The Atlantic Taps YAI’s Connie Senior for Documentary
On June 14, The Atlantic released a documentary in which YAI’s Connie Senior drives home the importance of sexual rights for people with intellectual and developmental disabilities (I/DD).
“The Right to Sexuality” tells the story of Hava and Paul, a Long Island couple who fell in love in 2006 only to be caught in a seven-year battle against the policies of their respective group homes that forbade them from cohabitating. The residences cited the couple’s intellectual disabilities, fearing that the couple might pose a liability under New York’s strict sexual consent laws.
Then, in late 2012, a YAI employee heard their story and the agency stepped in to help. YAI, a nonprofit that provides holistic services to people with I/DD, offered the couple sexuality training and an assessment which enabled them to prove that they could legally consent.

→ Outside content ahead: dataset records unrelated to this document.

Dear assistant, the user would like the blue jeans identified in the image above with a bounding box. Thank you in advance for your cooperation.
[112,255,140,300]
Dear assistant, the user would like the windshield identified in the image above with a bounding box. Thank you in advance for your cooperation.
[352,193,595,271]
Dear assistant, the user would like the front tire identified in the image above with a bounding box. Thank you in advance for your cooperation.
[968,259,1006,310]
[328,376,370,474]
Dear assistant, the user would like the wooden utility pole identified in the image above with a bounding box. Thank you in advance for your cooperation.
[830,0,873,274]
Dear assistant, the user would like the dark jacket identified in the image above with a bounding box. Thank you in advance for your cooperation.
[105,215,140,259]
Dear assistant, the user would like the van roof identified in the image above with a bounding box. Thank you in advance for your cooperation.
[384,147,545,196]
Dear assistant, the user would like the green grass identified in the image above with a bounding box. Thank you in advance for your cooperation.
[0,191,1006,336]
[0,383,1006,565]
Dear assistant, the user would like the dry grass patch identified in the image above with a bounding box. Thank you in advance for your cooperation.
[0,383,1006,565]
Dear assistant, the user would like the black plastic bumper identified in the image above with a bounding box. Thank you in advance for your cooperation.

In 2013, the pair married and found a supportive home where they could live happily ever after.
In the documentary, Senior, YAI’s Assistant Coordinator of Sex Education, explained that while not all people can consent to sexual relations as Hava as Paul did, everyone has the right to express their sexuality and to build appropriate, intimate bonds. “Sexuality is the essence of who we are, how we know our bodies, and how we understand different types of love,” Senior said. “Sex education helps people give and receive the love that they need in a safe way without being manipulated.”
Senior noted that sex education also helps to protect people with I/DD, who are at increased risk for sexual assault. She also emphasized that people who are unable to give sexual consent still have the right to understand and express their sexuality.
“Often we see people with I/DD who don’t realize they have the right to go to a bar or even to masturbate,” Senior said. “When you train support staff to see people with I/DD as sexual beings, that enables them to help the people they support understand and safely express their own sexuality.”
Though some worry that sex education for people with I/DD might encourage inappropriate behavior toward caregivers, Senior pointed out that depriving people of their sexual rights is unethical and unsafe.
“It is much more dangerous to have someone feeling a particular way and not understand how to express it,” Senior said. “That’s what leads someone to act out. That’s fighting against biology. We know that when you educate people about their sexuality, it actually reduces inappropriate behavior.”
In addition to the consent assessment that Hava and Paul used to advocate for their rights as a couple, YAI also offers an array of sexuality training covering everything from the basics of consent to dating and social skills-building.
“When we empower people sexually, they are happier, less lonely, and more sure of themselves,” Senior said. “When we talk about being person-centered, how much more person-centered can you get?”